One of the first things I was confused about after studying Turing machines: are they computers or are they programs? On the one hand, it’s clearly a *machine,* with a pretty ‘physical’ description. That seems to come closest to a computer. On the other hand, it has this *transition function*, which encodes the rules according to which the machine operates. It’s unclear where it’s stored, how it is represented and how it performs its operations, but it definitely seems more like a program than like a computer. So which is it?

The answer is: both. In the end almost every machine consists of both the physical parts and a ‘program’ that guides its operation. Even if the program consists only of “pressing this button turns the machine on”, then logically and physically there is a state transition. I think the easiest way to look at it is from the other side: an actual CPU with its firmware is a Turing machine, where the physical CPU is the machine and the firmware is the transition function.

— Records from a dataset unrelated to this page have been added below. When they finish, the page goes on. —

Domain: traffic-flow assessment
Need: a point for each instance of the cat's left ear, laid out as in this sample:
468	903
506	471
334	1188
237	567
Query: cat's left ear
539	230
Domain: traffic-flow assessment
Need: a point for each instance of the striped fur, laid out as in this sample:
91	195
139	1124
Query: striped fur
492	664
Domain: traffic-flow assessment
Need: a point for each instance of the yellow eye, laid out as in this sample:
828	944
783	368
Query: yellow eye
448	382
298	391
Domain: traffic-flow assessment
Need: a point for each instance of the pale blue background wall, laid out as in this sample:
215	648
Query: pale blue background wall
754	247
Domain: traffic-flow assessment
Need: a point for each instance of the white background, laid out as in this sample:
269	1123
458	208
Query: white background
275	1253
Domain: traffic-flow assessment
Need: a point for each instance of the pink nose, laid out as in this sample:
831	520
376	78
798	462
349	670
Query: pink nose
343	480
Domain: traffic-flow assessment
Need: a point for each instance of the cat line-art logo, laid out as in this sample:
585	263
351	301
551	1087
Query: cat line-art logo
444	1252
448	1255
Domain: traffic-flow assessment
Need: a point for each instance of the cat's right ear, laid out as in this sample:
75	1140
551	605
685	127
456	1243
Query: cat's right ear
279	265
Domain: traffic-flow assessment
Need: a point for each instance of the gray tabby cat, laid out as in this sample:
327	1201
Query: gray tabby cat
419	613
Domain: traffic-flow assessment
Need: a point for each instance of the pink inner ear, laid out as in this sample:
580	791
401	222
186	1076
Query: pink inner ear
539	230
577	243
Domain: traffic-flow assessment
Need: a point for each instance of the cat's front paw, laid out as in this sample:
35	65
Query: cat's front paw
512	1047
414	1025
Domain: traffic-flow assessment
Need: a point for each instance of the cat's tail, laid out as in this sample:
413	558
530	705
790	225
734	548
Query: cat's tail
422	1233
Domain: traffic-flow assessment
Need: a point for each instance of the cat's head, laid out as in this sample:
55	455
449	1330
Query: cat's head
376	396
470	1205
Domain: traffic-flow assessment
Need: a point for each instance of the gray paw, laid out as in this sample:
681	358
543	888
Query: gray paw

A major difference between automata and Turing machines is that a Turing machine can generate output. A bunch of proofs around Turing machines rely on the fact that the output of a Turing machine can be (the transition function for) another Turing machine and that’s what made it click for me. That initially seems like just a neat trick, until I realized that that is exactly what’s going on in practice: a computer contains layers upon layers of Turing machines, defining each other, defining programs for each other and rewriting input for each other.

### An example

The Ruby interpreter is a Turing machine that accepts valid Ruby programs as input and outputs bytecode that is input for its internal bytecode interpreter, which is another Turing machine, which outputs machine code for the CPU microcode Turing machine which finally outputs the instructions for the hardware Turing machine, the CPU.

At the same time, the representation of the Ruby interpreter Turing machine on disk is itself a direct input for the CPU microcode Turing machine (I’m hand waving some details here). But it could also have been an input for, e.g. the Java virtual machine bytecode interpreter. Which is of course another Turing machine.